The terms of your life

“I’m going to university to get a degree.” That’s what you tell your uncles and aunts, your parents’ friends and your old boss who cannot comprehend why you would want to leave behind a cushy £5 an hour for the thrill of mopping up Dolmio from the supermarket floor to move up north and ponder over what it would mean for the world should the moon really be made of cheese (no, I’m not making this up).

As you’re reeling off this spiel though, the one about how you can’t wait to really immerse yourself in your chosen subject, come out with a first and walk into an office with your name on the door, there is that little guilty feeling inside – the one that whispers, actually, it’s really because I want to spend the next three years of my life pissing about, having loads of sex and drinking my liver to ruins. But you can’t really tell granny that, can you?

In the same way, you can’t really tell your mates that what you’re most excited about is getting stuck into your degree. There’s no point – they’ll know you’re lying because they feel exactly the same way as you do.

Whilst the point of university, on a totally economic basis, is to gain yourself the qualifications you’ll need to get a good job, with a good wage that will eventually lead you to a place in life where the benefits have far outweighed the costs, it is not the sole reason people go. Nor should it be.

I do English Literature, so my case is probably a little more extreme than those of you who are about to launch yourselves into three years of Economics, but sitting here now, I genuinely cannot think of one thing I have learnt during the first two years of my degree that will be at all useful in later life. Actually, to be brutally honest, I can’t really think of anything I’ve learnt from my degree at all.

Sounds massively depressing, I know – I’ve basically just admitted to spending three grand a year (yep, just the three for me) on something that will prove to be completely useless. Apart from that’s not the case at all – and not because I will (hopefully) be coming out with the qualifications I need next summer whether I have learnt anything or not.

It is because university really is more about the experience than the end product of a piece of paper with some numbers on it. Not the experience of getting smashed every night, as fun as it may be, but of university life as a whole.

I know it’s a massive cliché, and I’m now risking sounding like the pretentious literature student I prayed I would never become, but it really is true. There is a good chance you will learn more about yourself and what you want to do with your life from getting involved in societies than you ever will over the course of your degree. I know I’m biased, but an involvement in media societies will be of far more use and enjoyment to someone who wishes to tread that career path than a 2:1 in Philosophy, for example.

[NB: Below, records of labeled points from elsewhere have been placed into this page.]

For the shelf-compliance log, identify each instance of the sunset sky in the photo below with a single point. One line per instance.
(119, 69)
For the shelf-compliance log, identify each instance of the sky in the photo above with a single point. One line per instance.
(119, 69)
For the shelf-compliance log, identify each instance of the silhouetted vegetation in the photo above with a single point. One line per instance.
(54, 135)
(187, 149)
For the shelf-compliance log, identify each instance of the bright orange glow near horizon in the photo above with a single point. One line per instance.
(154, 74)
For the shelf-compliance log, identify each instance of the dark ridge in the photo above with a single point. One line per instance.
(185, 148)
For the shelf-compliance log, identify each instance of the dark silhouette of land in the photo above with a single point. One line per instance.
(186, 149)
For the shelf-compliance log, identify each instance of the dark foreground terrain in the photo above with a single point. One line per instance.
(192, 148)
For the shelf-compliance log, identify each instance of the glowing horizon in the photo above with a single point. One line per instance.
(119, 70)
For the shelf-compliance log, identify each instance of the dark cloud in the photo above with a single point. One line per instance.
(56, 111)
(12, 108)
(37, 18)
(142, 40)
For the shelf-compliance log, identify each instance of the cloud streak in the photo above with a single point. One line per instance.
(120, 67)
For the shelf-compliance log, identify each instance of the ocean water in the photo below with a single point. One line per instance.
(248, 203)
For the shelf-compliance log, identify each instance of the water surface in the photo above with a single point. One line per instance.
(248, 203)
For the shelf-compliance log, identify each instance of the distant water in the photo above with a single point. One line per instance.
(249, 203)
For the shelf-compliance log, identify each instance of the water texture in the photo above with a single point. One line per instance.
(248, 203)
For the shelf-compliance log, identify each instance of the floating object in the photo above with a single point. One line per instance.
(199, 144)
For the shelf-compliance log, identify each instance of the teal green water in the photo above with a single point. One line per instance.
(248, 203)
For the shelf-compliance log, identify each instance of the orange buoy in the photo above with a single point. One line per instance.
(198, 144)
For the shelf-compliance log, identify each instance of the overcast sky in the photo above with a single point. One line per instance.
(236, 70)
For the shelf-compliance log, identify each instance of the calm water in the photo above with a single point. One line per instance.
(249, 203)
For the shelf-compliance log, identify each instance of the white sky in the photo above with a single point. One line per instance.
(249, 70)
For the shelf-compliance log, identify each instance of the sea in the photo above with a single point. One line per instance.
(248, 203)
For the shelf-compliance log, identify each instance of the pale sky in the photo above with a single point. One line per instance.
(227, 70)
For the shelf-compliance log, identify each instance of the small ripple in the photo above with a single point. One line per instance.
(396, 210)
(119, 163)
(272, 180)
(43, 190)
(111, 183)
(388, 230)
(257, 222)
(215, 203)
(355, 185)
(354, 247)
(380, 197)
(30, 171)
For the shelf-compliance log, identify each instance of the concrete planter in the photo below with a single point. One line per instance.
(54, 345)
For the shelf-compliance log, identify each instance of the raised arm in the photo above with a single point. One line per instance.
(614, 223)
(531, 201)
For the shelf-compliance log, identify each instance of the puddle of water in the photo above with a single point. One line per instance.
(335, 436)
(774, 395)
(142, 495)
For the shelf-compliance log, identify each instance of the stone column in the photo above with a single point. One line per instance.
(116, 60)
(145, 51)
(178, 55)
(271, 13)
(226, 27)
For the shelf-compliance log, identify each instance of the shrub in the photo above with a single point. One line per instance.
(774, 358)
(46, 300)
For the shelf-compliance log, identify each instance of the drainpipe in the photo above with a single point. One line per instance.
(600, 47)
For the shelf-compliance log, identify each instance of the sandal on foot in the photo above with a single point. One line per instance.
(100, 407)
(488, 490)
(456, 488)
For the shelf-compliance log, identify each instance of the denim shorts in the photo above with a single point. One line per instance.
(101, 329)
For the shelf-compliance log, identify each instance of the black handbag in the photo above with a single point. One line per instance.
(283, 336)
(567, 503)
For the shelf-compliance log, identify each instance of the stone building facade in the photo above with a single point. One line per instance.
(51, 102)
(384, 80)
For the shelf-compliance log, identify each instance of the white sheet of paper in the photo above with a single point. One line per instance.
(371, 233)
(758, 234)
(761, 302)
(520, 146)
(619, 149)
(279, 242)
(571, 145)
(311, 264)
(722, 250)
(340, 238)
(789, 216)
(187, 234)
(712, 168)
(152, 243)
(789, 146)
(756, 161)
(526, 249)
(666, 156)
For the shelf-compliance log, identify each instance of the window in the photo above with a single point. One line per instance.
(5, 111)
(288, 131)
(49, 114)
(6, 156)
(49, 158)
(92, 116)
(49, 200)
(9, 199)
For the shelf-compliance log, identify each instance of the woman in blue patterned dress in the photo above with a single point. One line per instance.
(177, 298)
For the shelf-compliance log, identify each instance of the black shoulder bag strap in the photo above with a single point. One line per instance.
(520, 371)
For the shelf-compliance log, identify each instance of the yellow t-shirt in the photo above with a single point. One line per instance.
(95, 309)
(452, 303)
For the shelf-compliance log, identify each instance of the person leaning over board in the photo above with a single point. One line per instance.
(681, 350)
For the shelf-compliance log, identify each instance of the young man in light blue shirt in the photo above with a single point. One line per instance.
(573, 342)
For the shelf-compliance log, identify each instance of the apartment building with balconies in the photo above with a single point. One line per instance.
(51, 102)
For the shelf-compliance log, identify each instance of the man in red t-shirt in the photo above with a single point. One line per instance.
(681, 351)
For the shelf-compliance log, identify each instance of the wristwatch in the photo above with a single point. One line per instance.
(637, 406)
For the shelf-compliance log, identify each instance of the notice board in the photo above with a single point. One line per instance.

You’ll probably even gain more simply from meeting the array of people from across the world, all from different backgrounds, than you will during three years’ worth of 9.15 Thursday morning lectures.

So, I guess the lesson is, next time Auntie Joan, Dad’s mate from the office or the Sainsbury’s Portsmouth branch manager asks you why you’re going to university, don’t be afraid to tell them the real reason. Just like your friends, they probably never believed the rubbish about your passion for your degree either.